Several weeks ago, from about mid-June through parts of July, I experienced some of the worst physical pain I have ever felt. During those days, I began a post to remind myself and share with you some things I was learning through that difficult time. However, the pain was so intense that I began this post in late June and did not return to it. Until now.
Here is a portion of what I wrote. I say a portion because the other parts are unintelligible (just kidding):
Although the last three days have shown slight improvement, today marks two weeks of pain in my left upper back due to a pinched nerve. As I write, I am in pain. It has been near constant, gnawing, sometimes piercing, and at intervals excruciating, pain. I can certainly imagine worse pain, but don’t desire to experience it.
In order to relieve some of the pain, I have tried every way I can imagine to reposition my body. I have laid down. I have sat as tall and straight as I can. I have slumped. I have paced the halls at the office and at home. I have stretched and stretched. Almost no relief. I have tried acetaminophen and ibuprofen, and then tried alternating the two. Nothing.

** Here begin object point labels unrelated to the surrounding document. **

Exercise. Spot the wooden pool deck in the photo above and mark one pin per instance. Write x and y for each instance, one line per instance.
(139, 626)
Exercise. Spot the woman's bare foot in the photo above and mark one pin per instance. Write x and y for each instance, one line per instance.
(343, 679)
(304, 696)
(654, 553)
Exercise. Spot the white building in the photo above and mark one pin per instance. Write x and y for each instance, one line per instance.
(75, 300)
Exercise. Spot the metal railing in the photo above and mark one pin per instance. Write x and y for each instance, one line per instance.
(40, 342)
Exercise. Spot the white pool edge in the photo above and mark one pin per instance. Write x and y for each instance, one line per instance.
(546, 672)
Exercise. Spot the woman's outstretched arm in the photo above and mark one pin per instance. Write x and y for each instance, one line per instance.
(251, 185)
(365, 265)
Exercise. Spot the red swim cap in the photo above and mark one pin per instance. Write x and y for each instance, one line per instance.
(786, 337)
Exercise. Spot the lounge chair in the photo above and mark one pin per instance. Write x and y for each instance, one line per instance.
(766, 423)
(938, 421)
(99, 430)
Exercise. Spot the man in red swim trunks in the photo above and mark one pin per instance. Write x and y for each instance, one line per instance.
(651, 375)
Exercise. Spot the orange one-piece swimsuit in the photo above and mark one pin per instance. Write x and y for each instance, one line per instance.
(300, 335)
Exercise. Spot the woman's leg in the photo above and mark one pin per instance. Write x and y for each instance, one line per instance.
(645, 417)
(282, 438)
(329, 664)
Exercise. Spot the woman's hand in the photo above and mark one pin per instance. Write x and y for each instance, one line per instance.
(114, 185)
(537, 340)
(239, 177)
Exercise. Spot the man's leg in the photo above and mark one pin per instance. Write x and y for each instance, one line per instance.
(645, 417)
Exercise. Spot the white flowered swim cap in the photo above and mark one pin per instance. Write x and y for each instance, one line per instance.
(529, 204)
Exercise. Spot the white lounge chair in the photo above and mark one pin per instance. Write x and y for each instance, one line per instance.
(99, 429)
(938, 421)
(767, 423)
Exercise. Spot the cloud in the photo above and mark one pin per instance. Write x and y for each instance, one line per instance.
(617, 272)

With this type of discomfort, it is phenomenal how much of one’s life it takes over. My wife can tell you that there have been long stretches of these days when I have been basically helpless—and useless! It has even placed a strain on our interaction. For most of the day, I have not been able to mentally concentrate, and very little physical activity has taken place as well. Several nights I have paced the floor at 1 or 2am trying to reposition my neck and back to ease the pinched nerve, before falling over into our guest bed and crying in pain. I mean tears. I had prayed about it, but not “cried out” to God. In these instances, I quite literally cried out to Him....
Where was I going with the above post? I wanted to remind myself, during the few daily moments when I could focus my attention, that God was teaching me about my dependence on Him. Continually on my mind were all the folks around us who have chronic pain. God was giving me a reminder, once I (hopefully) exited on the other side of those tough days, that I could do nothing unless God granted it.
It was during those few moments when I wasn’t focused on the pain that I was able to regain an acute clarity of all the things I needed and wanted to accomplish just as soon as the pain was over.
And so I developed plans, in my head, of goals and tasks that I needed to complete if and when I regained the ability to do them. The pain was acute and necessary to remind me just how miserable it felt to be personally incapable—apart from ability that God graciously provides. Eventually a team of chiropractors was able to help fix me. But the whole episode gave me perhaps the best clarity I have discerned in several years regarding what matters most, and that I cannot squander any of the days of my life and the opportunities they offer—all of which are precious gifts from our Creator.
So teach us to number our days
That we may gain a heart of wisdom (Psalm 90.12, NKJV).
There is of course an old, frustrating cliché that says, “No pain, no gain.” It’s annoying primarily because it’s true. And I pray I don’t forget it.